Not much else to do except start installing this stuff... That'll be in May and I can hardly wait. BTW, all of the product links are using my Amazon Affiliate link which I'm not sure even does anything.
Updated Tuesday - Today was mostly sunny and the battery bank charged back up to 100% (the Trimetric was showing +2.5 amp-hours). The specific gravity of the cells were checked and in the picture, the hydrometer shows about 1.280. To correct for the 55°F temperature in the garage I need to subtract 0.004 for ever 10°F below 80°F or 1.270 and this corresponds to an almost fully charged battery according to the chart shown below. I did check the specific gravity in all of the cells and they were all between 1.270 and 1.280 but I'm not sure how much of the variation was due to my inconsistent testing technique.
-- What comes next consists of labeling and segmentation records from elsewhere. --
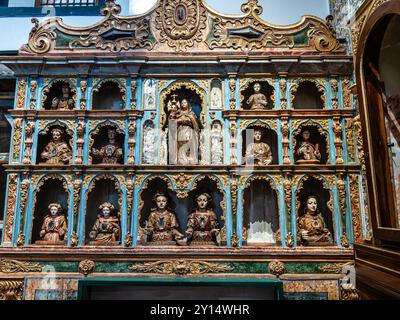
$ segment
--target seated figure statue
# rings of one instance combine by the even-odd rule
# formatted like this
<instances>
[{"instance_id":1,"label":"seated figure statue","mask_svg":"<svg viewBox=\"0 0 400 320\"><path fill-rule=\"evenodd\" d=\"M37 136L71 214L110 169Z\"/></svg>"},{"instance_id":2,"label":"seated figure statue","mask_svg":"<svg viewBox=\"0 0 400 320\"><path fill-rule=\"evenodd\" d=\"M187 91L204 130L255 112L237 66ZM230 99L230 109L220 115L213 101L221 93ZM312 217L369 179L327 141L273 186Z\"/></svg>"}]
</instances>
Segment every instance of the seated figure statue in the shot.
<instances>
[{"instance_id":1,"label":"seated figure statue","mask_svg":"<svg viewBox=\"0 0 400 320\"><path fill-rule=\"evenodd\" d=\"M116 164L122 159L122 148L116 142L114 128L107 130L108 143L100 150L92 148L92 154L101 160L101 163Z\"/></svg>"},{"instance_id":2,"label":"seated figure statue","mask_svg":"<svg viewBox=\"0 0 400 320\"><path fill-rule=\"evenodd\" d=\"M250 110L265 110L267 109L268 100L265 94L261 93L261 85L259 83L254 84L254 93L247 100L247 104L250 106Z\"/></svg>"},{"instance_id":3,"label":"seated figure statue","mask_svg":"<svg viewBox=\"0 0 400 320\"><path fill-rule=\"evenodd\" d=\"M254 130L254 140L255 142L249 143L246 148L246 164L265 166L272 162L272 151L270 146L261 142L262 132L261 130Z\"/></svg>"},{"instance_id":4,"label":"seated figure statue","mask_svg":"<svg viewBox=\"0 0 400 320\"><path fill-rule=\"evenodd\" d=\"M304 203L304 214L298 221L298 237L305 245L331 243L332 237L318 209L317 198L308 196Z\"/></svg>"},{"instance_id":5,"label":"seated figure statue","mask_svg":"<svg viewBox=\"0 0 400 320\"><path fill-rule=\"evenodd\" d=\"M72 110L74 108L74 99L71 96L71 89L68 84L64 83L61 87L62 95L55 97L51 103L53 110Z\"/></svg>"},{"instance_id":6,"label":"seated figure statue","mask_svg":"<svg viewBox=\"0 0 400 320\"><path fill-rule=\"evenodd\" d=\"M41 153L47 164L68 164L72 160L71 147L64 141L63 131L59 128L51 130L50 141Z\"/></svg>"},{"instance_id":7,"label":"seated figure statue","mask_svg":"<svg viewBox=\"0 0 400 320\"><path fill-rule=\"evenodd\" d=\"M310 131L304 130L302 140L296 150L296 163L320 163L321 153L319 152L319 145L318 143L314 145L309 140Z\"/></svg>"},{"instance_id":8,"label":"seated figure statue","mask_svg":"<svg viewBox=\"0 0 400 320\"><path fill-rule=\"evenodd\" d=\"M211 209L212 198L208 193L196 197L197 208L189 215L186 234L191 244L220 245L220 229L215 212Z\"/></svg>"},{"instance_id":9,"label":"seated figure statue","mask_svg":"<svg viewBox=\"0 0 400 320\"><path fill-rule=\"evenodd\" d=\"M61 214L61 205L50 203L48 209L49 214L44 217L39 234L43 240L36 241L36 244L63 245L68 227L65 216Z\"/></svg>"},{"instance_id":10,"label":"seated figure statue","mask_svg":"<svg viewBox=\"0 0 400 320\"><path fill-rule=\"evenodd\" d=\"M167 196L163 193L157 193L153 201L156 208L151 210L144 229L146 236L150 237L151 244L186 244L183 234L178 231L179 224L175 214L168 209Z\"/></svg>"},{"instance_id":11,"label":"seated figure statue","mask_svg":"<svg viewBox=\"0 0 400 320\"><path fill-rule=\"evenodd\" d=\"M121 235L121 228L118 217L112 215L114 206L104 202L99 207L100 214L89 234L92 240L91 245L118 245Z\"/></svg>"}]
</instances>

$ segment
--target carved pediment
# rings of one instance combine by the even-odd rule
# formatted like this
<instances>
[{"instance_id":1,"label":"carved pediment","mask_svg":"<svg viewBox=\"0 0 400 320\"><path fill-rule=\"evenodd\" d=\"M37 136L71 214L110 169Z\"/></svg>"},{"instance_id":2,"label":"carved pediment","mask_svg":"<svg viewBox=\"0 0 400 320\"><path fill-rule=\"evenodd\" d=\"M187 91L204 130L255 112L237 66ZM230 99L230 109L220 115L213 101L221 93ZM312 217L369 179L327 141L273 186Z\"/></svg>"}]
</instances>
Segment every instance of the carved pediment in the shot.
<instances>
[{"instance_id":1,"label":"carved pediment","mask_svg":"<svg viewBox=\"0 0 400 320\"><path fill-rule=\"evenodd\" d=\"M296 24L275 26L260 18L262 7L249 0L242 15L222 15L204 0L158 0L143 15L123 17L120 5L107 0L101 9L105 17L83 28L67 26L62 19L35 24L24 54L69 54L144 52L204 52L221 54L228 50L293 54L295 52L345 53L329 23L307 16Z\"/></svg>"}]
</instances>

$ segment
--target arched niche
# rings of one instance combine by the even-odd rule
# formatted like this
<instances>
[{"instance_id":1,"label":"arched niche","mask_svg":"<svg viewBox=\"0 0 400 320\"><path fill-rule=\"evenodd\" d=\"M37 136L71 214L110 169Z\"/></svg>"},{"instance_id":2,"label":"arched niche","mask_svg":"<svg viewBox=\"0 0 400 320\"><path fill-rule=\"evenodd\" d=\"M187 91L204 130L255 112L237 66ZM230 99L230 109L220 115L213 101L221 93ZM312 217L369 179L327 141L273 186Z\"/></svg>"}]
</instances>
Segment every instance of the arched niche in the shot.
<instances>
[{"instance_id":1,"label":"arched niche","mask_svg":"<svg viewBox=\"0 0 400 320\"><path fill-rule=\"evenodd\" d=\"M89 163L123 164L125 133L116 124L99 124L89 136Z\"/></svg>"},{"instance_id":2,"label":"arched niche","mask_svg":"<svg viewBox=\"0 0 400 320\"><path fill-rule=\"evenodd\" d=\"M267 106L263 109L272 110L275 109L275 89L272 81L267 80L249 80L241 88L241 106L243 110L251 110L250 97L255 94L254 86L258 84L260 86L260 94L263 94L267 100ZM258 109L260 110L260 109Z\"/></svg>"},{"instance_id":3,"label":"arched niche","mask_svg":"<svg viewBox=\"0 0 400 320\"><path fill-rule=\"evenodd\" d=\"M86 214L85 214L85 244L91 244L89 234L92 230L98 215L100 214L100 205L105 202L111 203L115 210L112 212L116 216L121 226L121 208L122 208L122 191L118 180L113 176L102 175L93 179L86 196ZM121 237L121 233L119 234ZM119 238L118 241L121 241Z\"/></svg>"},{"instance_id":4,"label":"arched niche","mask_svg":"<svg viewBox=\"0 0 400 320\"><path fill-rule=\"evenodd\" d=\"M278 195L272 180L252 177L243 192L243 241L248 245L276 243Z\"/></svg>"},{"instance_id":5,"label":"arched niche","mask_svg":"<svg viewBox=\"0 0 400 320\"><path fill-rule=\"evenodd\" d=\"M189 108L183 116L181 106L184 100ZM193 82L177 81L161 92L160 103L160 164L196 165L205 161L205 92ZM182 120L185 120L187 129L181 130L184 127ZM190 136L188 142L183 143L187 136Z\"/></svg>"},{"instance_id":6,"label":"arched niche","mask_svg":"<svg viewBox=\"0 0 400 320\"><path fill-rule=\"evenodd\" d=\"M318 82L305 80L292 89L294 109L324 109L325 88Z\"/></svg>"},{"instance_id":7,"label":"arched niche","mask_svg":"<svg viewBox=\"0 0 400 320\"><path fill-rule=\"evenodd\" d=\"M369 195L371 210L380 211L372 216L374 233L379 233L381 239L397 242L400 234L394 229L400 229L399 54L400 15L387 14L376 22L366 39L362 60L366 101L365 115L361 115L367 126L364 132L367 151L371 147L367 163L374 173L369 183L373 186L369 188L379 190L378 194L371 192ZM385 228L393 228L393 231ZM388 236L389 233L392 235Z\"/></svg>"},{"instance_id":8,"label":"arched niche","mask_svg":"<svg viewBox=\"0 0 400 320\"><path fill-rule=\"evenodd\" d=\"M303 162L302 152L299 152L299 148L304 142L303 134L305 131L309 132L308 142L316 149L319 150L321 155L320 160ZM318 124L313 122L305 122L301 124L294 132L294 160L297 164L326 164L329 161L329 146L328 146L328 134ZM318 147L317 147L318 144Z\"/></svg>"},{"instance_id":9,"label":"arched niche","mask_svg":"<svg viewBox=\"0 0 400 320\"><path fill-rule=\"evenodd\" d=\"M150 177L144 183L142 190L139 193L139 230L138 230L138 241L141 244L146 243L146 235L144 233L144 228L146 226L146 221L149 218L152 209L156 208L154 202L154 196L157 193L163 193L168 199L167 210L173 212L179 223L179 232L185 233L185 219L179 216L176 212L177 207L179 207L179 199L176 196L176 192L172 190L172 185L168 178L161 177Z\"/></svg>"},{"instance_id":10,"label":"arched niche","mask_svg":"<svg viewBox=\"0 0 400 320\"><path fill-rule=\"evenodd\" d=\"M272 130L268 125L261 122L252 124L242 131L242 164L246 164L246 152L250 151L250 144L257 143L254 138L256 131L261 131L260 142L266 143L270 147L272 153L272 162L270 164L278 164L278 135L275 130Z\"/></svg>"},{"instance_id":11,"label":"arched niche","mask_svg":"<svg viewBox=\"0 0 400 320\"><path fill-rule=\"evenodd\" d=\"M34 208L30 230L30 243L46 244L43 242L43 237L40 236L40 231L43 227L45 217L50 214L49 205L57 203L61 206L60 215L64 215L66 222L68 221L69 210L69 190L66 180L61 176L50 175L42 178L34 192ZM62 237L66 244L67 232Z\"/></svg>"},{"instance_id":12,"label":"arched niche","mask_svg":"<svg viewBox=\"0 0 400 320\"><path fill-rule=\"evenodd\" d=\"M187 230L189 215L197 208L196 197L200 194L208 193L212 199L209 209L214 211L218 220L221 245L226 244L226 200L222 184L214 176L199 176L193 182L191 189L187 197L180 199L180 206L177 208L180 216L185 217L185 230ZM191 245L196 245L196 243L192 243Z\"/></svg>"},{"instance_id":13,"label":"arched niche","mask_svg":"<svg viewBox=\"0 0 400 320\"><path fill-rule=\"evenodd\" d=\"M71 164L73 146L73 131L62 122L53 122L39 132L36 163Z\"/></svg>"},{"instance_id":14,"label":"arched niche","mask_svg":"<svg viewBox=\"0 0 400 320\"><path fill-rule=\"evenodd\" d=\"M211 81L210 91L210 109L222 109L223 108L223 94L222 94L222 82L220 79L213 79Z\"/></svg>"},{"instance_id":15,"label":"arched niche","mask_svg":"<svg viewBox=\"0 0 400 320\"><path fill-rule=\"evenodd\" d=\"M210 153L211 164L224 163L224 125L219 120L211 123Z\"/></svg>"},{"instance_id":16,"label":"arched niche","mask_svg":"<svg viewBox=\"0 0 400 320\"><path fill-rule=\"evenodd\" d=\"M325 228L330 232L330 241L305 243L301 239L299 221L305 214L307 197L314 196L317 199L317 208L323 217ZM296 215L297 215L297 240L298 245L326 246L334 245L334 216L333 216L333 194L328 182L320 176L304 176L296 191Z\"/></svg>"},{"instance_id":17,"label":"arched niche","mask_svg":"<svg viewBox=\"0 0 400 320\"><path fill-rule=\"evenodd\" d=\"M142 129L142 163L155 164L156 157L156 127L152 120L146 120Z\"/></svg>"},{"instance_id":18,"label":"arched niche","mask_svg":"<svg viewBox=\"0 0 400 320\"><path fill-rule=\"evenodd\" d=\"M103 80L93 89L92 110L124 110L125 88L116 80Z\"/></svg>"},{"instance_id":19,"label":"arched niche","mask_svg":"<svg viewBox=\"0 0 400 320\"><path fill-rule=\"evenodd\" d=\"M42 91L42 108L45 110L72 110L76 102L76 88L68 80L53 80Z\"/></svg>"}]
</instances>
There is a line near the top of the clear plastic housing and if the battery fluid was above or below the line it seemed to affect the reading. I probably should've just ordered the glass version with a float but was concerned about breakage. The forecast for tomorrow through Friday is clear and cold.
I'm logging the data to the Windows 10 laptop and it stores the data as a comma-separated text file which easily imports into Excel. The problem from my point of view is too much data. In these 820 rows you can see the sun coming up and a combination of partial clouds and the occasional tree blocking the sun. From the battery voltage, you can tell that it never made it out of bulk charge to absorption charge and eventually to float. The raw data supports that as one of the columns is control state and the entire column is "bulk". This is but a small fraction of the data as the default log frequency is every 5 seconds.